Giù le mani da Winston Churchill.
Se non fosse stato per l’uomo del quale hanno imbrattato la statua, una parte dei militanti europei del movimento “black lives matter” sarebbero oggi schiavi, figli e pronipoti di schiavi, in immensi campi di lavoro a cielo aperto; l’altra parte sarebbe composta dai loro aguzzini e carcerieri.
E invece eccoli qui, bianchi e neri tutti insieme appassionatamente, liberi di inseguire l’ultima tendenza in fatto di moda protestataria. Per l’ennesima volta, infatti, un’istanza sorta in America diventa rito collettivo che, codificato dai social media, viene celebrato in Europa in maniera totalmente avulsa dalle ragioni e dal contesto scatenanti.
Il tutto nella piena legittimità e libertà grazie a Winston Churchill che, “nelle ore più buie”, rifiutò di arrendersi alla trionfante bestia nazifascista e al suo delirante progetto di nuovo ordine mondiale razzista. Un progetto che peraltro riconosceva un’importanza centrale all’Impero Britannico a cui avrebbe assegnato il ruolo di guardiano delle cosiddette “razze inferiori”. Grazie al suo “we shall never surrender”, espressione dell’orgoglio di un’aristocrazia imperialista che considerava l’uomo bianco anglosassone investito di una missione civilizzatrice, l’Europa si salvò dall’incubo nazista.
Quella visione oggi sarebbe inaccettabile ma, ripercorrendo il filo della storia, è in essa che affondano le radici di un Paese la cui capitale ha un sindaco di religione musulmana e diversi fra i suoi ministri sono figli e nipoti di immigrati provenienti dalle terre del vecchio impero. Cosi come in essa, ugualmente, affondano le radici dell’ideale di un’Europa unita che ha tra i suoi valori fondanti il rifiuto del razzismo in tutte le sue forme ed espressioni. Senza il bianco conservatore Winston Churchill non sarebbero esistiti ne l’uno ne l’altro.
Eppure, è notizia di ieri, il governo britannico ha dovuto ricoprire con un’umiliante gabbia il monumento a lui dedicato nel cuore di Londra per evitare che, per l’ennesima volta, venisse vandalizzato da orde di imbecilli.

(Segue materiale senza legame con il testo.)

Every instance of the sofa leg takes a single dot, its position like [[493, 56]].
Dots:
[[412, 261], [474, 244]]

Ci si consenta una domanda a latere di questa riflessione. Una volta che #blacklivesmatter avrà cessato di essere trending topic e le pose in ginocchio non saranno più facili photo opportunity per politici e influencer, che fine farà il dibattito sulla piaga del razzismo? Se ne continuerà a parlare o seguirà le sorti dell’hashtag grossolanamente appioppatogli?